3. Der Ältestenrat ist für die Bearbeitung von Ehrenangelegenheiten zuständig.




                                                        E. Sonstige Bestimmungen

                                                                           § 24
                                                                       Ehrungen

Mitglieder, die sich Verdienste um den Verein erworben haben, können nach 25-jähriger bzw. 40-jähriger Mitgliedschaft durch den Vorstand mit der Ehrennadel in Silber bzw. in Gold ausgezeichnet werden.
Ebenso können Personen geehrt werden, die sich Verdienste um den Sport erworben haben, auch wenn sie nicht dem EFSC angehören.




                                                                            § 25
                                                               Die Vereinsstrafgewalt

Die Vereinsstrafgewalt liegt beim geschäftsführenden Vorstand. Einzelheiten regelt die Rechtsordnung. Berufungsinstanz ist der Rechtsausschuss.

                                                                            § 26
                                        Die Haftung des Vereins seinen Mitgliedern gegenüber

Für Schäden gleich welcher Art, die einem Vereinsmitglied aus der Teilnahme an den Sportveranstaltungen oder durch Benutzung der übrigen Vereinseinrichtungen entstanden sind, haftet der Verein nur, wenn einem Organmitglied oder einer sonstigen Person, für die der Verein nach den Vorschriften des Bürgerlichen Rechts einzustehen hat, Vorsatz oder grobe Fahrlässigkeit zur Last fällt.

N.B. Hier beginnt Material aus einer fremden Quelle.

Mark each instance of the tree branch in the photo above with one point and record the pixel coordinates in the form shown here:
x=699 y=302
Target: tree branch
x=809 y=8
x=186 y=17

                                                                            § 27
                                                                   Das Vereinsende

Die Auflösung des Vereins kann nur in einer ordentlichen Mitgliederversammlung mit der in § 18 Abs. 4 festgelegten Stimmenmehrheit beschlossen werden. Falls die Mitgliederversammlung nichts anderes beschließt, sind der Vorsitzende, der Schriftführer und der Kassenwart zu Liquidatoren ernannt.
Zur Beschlussfassung der Liquidatoren ist Einstimmigkeit erforderlich.
Die Rechte und Pflichten der Liquidatoren bestimmen sich im übrigen nach den Vorschriften des BGB über die Liquidation (§§ 47 ff BGB).
Das nach Beendigung der Liquidation noch vorhandene Vereinsvermögen ist dem Landessportbund zu übergeben mit der Zweckbestimmung, dass dieses Vermögen unmittelbar und ausschließlich zur Förderung des Schwimmsports verwendet werden muss.